Melnik is the smallest city in Bulgaria by a wide margin – in fact, it’s only able to maintain its status as an incorporated city in somewhat honorary fashion, due to the city’s storied history. In fact, nearly 100 of its barely-more-than-that buildings are designated historic landmarks.
Founded more than 1,000 years ago in the 9th century, Melnik has changed hands numerous times as war swept Europe over the centuries, at different times belonging to the Bulgarian Empire, the Ottoman Empire, Bulgaria, Russia, and then Bulgaria once more.
The remote city is nestled in the Pirin Mountains, making both travel and residency difficult for citizens. The locals swear by this quiet and reserved isolation however, and visitors are quick to note the quaintness of the town, with its small cafes and old-world atmosphere instantly transporting tourists to something of a land that time forgot.
It’s no wonder then, that Melnik has developed a robust and celebrated winemaking tradition, that most ancient of crafts, and one which is perfectly suited for its agrarian surroundings. Of course, that wine is the main cash crop of the sleepy town and brings delight to the locals as well as visitors. Sir Winston Churchill reportedly ordered 500 liters of Bulgaria’s Melnik wine every year leading up to and through World War II.

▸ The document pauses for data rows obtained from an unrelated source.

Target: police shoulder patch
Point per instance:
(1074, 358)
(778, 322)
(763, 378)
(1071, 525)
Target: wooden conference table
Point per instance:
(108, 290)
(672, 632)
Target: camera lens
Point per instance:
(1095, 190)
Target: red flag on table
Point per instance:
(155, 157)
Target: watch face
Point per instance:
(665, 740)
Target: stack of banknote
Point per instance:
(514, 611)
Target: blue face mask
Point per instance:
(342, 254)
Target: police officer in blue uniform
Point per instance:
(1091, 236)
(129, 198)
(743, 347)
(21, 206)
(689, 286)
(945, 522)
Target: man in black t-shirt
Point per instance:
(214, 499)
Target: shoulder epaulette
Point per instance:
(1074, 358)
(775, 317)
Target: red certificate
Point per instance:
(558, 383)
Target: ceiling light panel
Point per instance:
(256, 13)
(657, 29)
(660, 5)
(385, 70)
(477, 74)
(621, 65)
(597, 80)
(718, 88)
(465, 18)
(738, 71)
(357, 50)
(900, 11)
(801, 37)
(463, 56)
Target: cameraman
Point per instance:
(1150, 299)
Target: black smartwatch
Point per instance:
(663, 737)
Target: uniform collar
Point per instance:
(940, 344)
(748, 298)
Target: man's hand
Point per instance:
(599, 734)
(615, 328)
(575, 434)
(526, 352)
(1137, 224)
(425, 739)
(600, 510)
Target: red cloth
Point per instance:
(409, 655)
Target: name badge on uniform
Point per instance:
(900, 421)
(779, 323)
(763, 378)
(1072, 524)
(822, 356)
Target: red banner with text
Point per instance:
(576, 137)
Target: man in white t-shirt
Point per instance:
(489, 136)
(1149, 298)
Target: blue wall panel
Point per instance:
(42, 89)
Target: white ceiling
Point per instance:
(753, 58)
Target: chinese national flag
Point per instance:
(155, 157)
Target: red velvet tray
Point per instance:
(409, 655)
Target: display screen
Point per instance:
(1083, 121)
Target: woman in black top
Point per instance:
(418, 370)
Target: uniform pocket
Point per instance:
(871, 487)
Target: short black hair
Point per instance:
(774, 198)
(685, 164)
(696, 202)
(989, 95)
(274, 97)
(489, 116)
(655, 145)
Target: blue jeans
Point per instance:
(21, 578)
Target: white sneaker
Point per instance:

Melnik is also famous for the medieval Rozhen Monastery (Роженски Манастир). The monastery is a ten-minute drive or a pleasant hike from Melnik. There are well-preserved frescoes, stained glass windows, unique carvings, and buildings from the many different historical periods in the life of the monastery. The Bulgarian Orthodox Church and the many monasteries it founded are still revered, if now little used by either monks or worshippers. That reverence is devotional, of course, for some, but throughout Bulgaria the monasteries remain compelling because of their crucial role in preserving and spreading Bulgarian literacy, culture and identity during five centuries of Ottoman rule.
The town is an architectural park and all newly built houses must comply with the Bulgarian Revival architecture. The most visited house is the Kordopulov House, a private museum. Beneath it the ruins of the family church St. Barbara are also worth a stop.
Of all once over 70 churches in town, only 3 are still functioning. One of the most important ones is the church St. Antony, the only one dedicated to this saint in Bulgaria. It’s believed that mentally ill patients can cure themselves by spending several nights under the church’s roof. Unlike most Bulgarian orthodox churches, the walls in this one are covered not in biblical scenes, but in more tranquil paintings of flowers and plants.
If visiting Melnik on a sunny day and you’re up for a little hike, don’t miss to go all the way up to St. Nicholas plateau. You’ll find the magnificent ruins of several churches, monasteries and Despot Slav’s fortress walls. The views to the magical Melnik Pyramids are breathtaking from there.